Dion explains the chain of reactions that happens when your body eats sugar in place of fat: “The body digests sugar rapidly. Take away the naturally occurring fats, which take the body longer to digest, and the body will experience a spike in blood sugar. [Then] the body releases insulin to manage the sugar spike (some will go to the tissues, some to fat storage); and then the blood sugar can drop too quickly, since there are fewer calories available from the missing fats.”

Dion adds that, “Diets which are low in fats can contribute to poor mental function, lack of a fuel source, fat-soluble vitamin deficiencies, issues with sex hormone productions, and poor cell structure affecting overall function.”

That’s a lot of info to digest, so I asked Dion for some tips on the types of fat that we should be eating to support healthy cell development. Since not all fats are created equal, Dion recommends getting your fat from a naturally occurring source, and that variety is the key.

She says, “The human body needs an array of nutrients. If we consume all of our caloric needs predominately from one food or nutrient source, there will be issues in the tissues.”

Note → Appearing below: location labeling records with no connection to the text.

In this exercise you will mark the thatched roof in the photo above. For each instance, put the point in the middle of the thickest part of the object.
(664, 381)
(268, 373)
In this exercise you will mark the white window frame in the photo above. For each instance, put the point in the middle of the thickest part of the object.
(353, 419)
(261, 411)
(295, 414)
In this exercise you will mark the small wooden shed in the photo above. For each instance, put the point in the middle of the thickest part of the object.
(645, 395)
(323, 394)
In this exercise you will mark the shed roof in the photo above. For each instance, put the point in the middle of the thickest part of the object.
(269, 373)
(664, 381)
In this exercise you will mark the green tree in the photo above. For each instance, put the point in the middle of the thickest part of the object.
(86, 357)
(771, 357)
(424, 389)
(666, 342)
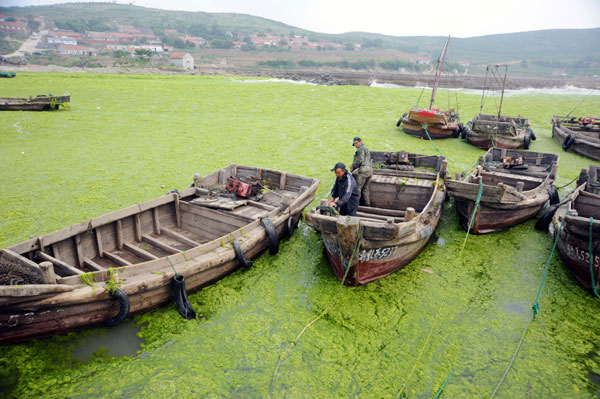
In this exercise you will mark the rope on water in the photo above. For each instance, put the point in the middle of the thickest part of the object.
(472, 220)
(401, 393)
(437, 395)
(534, 307)
(320, 316)
(592, 258)
(563, 186)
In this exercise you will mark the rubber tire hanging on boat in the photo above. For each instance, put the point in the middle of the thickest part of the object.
(568, 143)
(123, 308)
(290, 226)
(544, 221)
(271, 235)
(239, 255)
(532, 134)
(179, 292)
(400, 120)
(527, 141)
(553, 195)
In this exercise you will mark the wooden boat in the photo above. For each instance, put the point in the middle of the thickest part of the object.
(581, 209)
(487, 131)
(406, 193)
(201, 233)
(39, 103)
(516, 184)
(432, 123)
(580, 135)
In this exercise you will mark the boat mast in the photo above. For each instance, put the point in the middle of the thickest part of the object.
(439, 73)
(503, 85)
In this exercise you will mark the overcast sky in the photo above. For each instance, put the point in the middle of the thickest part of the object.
(459, 18)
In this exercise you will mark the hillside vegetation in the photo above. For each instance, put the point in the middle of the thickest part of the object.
(574, 49)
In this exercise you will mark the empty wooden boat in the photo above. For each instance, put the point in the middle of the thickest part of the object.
(581, 215)
(406, 193)
(39, 103)
(432, 123)
(512, 186)
(59, 281)
(580, 135)
(487, 131)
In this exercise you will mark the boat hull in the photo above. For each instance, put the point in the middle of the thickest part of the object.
(573, 241)
(188, 233)
(580, 143)
(507, 196)
(383, 261)
(491, 218)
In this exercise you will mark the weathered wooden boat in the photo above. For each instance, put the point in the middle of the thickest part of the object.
(487, 131)
(406, 193)
(60, 281)
(512, 187)
(579, 216)
(580, 135)
(38, 103)
(432, 123)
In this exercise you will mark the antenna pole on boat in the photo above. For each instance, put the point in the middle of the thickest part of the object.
(439, 73)
(503, 85)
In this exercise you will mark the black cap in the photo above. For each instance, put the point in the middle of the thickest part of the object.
(339, 165)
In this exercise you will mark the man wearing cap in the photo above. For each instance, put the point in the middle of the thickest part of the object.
(362, 167)
(344, 191)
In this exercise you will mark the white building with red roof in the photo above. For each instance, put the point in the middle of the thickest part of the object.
(182, 60)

So, your best source for fat probably isn’t that bag of chips or brick of light cheese, but don’t turn away from avocados, almonds, walnuts, chia seeds, hemp seeds, flax seeds, and cold-water fish such as salmon, sardines, cod, tuna, and mackerel. Also, look for grass-fed eggs and meat for good fats. These items are high in Omega 3 fats, which are fats that Dion says have a positive effect on the body, and that many people don’t get enough of.

“Omega 3s contain EPA and DHA which positively affect our brains, structurally improving cognition and mental health,” says Dion. However, she adds that these items can be the more expensive ones at the grocery store.

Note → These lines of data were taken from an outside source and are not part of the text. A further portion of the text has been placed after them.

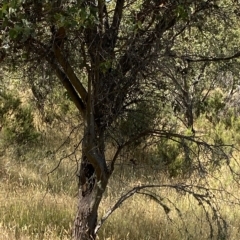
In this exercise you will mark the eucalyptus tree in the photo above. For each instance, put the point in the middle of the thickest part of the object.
(111, 56)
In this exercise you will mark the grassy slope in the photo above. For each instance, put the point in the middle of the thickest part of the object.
(36, 207)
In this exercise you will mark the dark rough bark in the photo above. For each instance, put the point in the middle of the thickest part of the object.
(91, 188)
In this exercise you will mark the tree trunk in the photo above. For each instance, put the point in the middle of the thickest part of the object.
(91, 188)
(86, 219)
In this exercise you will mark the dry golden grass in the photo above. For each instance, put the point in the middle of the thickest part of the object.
(35, 207)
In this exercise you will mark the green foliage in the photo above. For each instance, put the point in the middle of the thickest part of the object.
(17, 121)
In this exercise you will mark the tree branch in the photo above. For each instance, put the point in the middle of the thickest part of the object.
(70, 73)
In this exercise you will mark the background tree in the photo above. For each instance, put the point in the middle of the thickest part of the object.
(115, 60)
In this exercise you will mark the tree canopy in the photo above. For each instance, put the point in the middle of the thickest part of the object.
(137, 71)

“My suggestions to people who are trying to incorporate these foods into their lives is to keep an eye open for sales. Buying bulk alone or pooling money together with friends can help cut costs,” says Dion. She adds, “Costco is a great place to buy almonds and walnuts and hemp seeds.”

Armed with knowledge about good fats, I’m ready to try some of Dion’s snack suggestions, which include an apple with almond butter. She also suggests canned sardines, which are a cost-effective option and taste great chopped with dill, green onion, lemon, and black pepper and served on a whole grain cracker or piece of toast.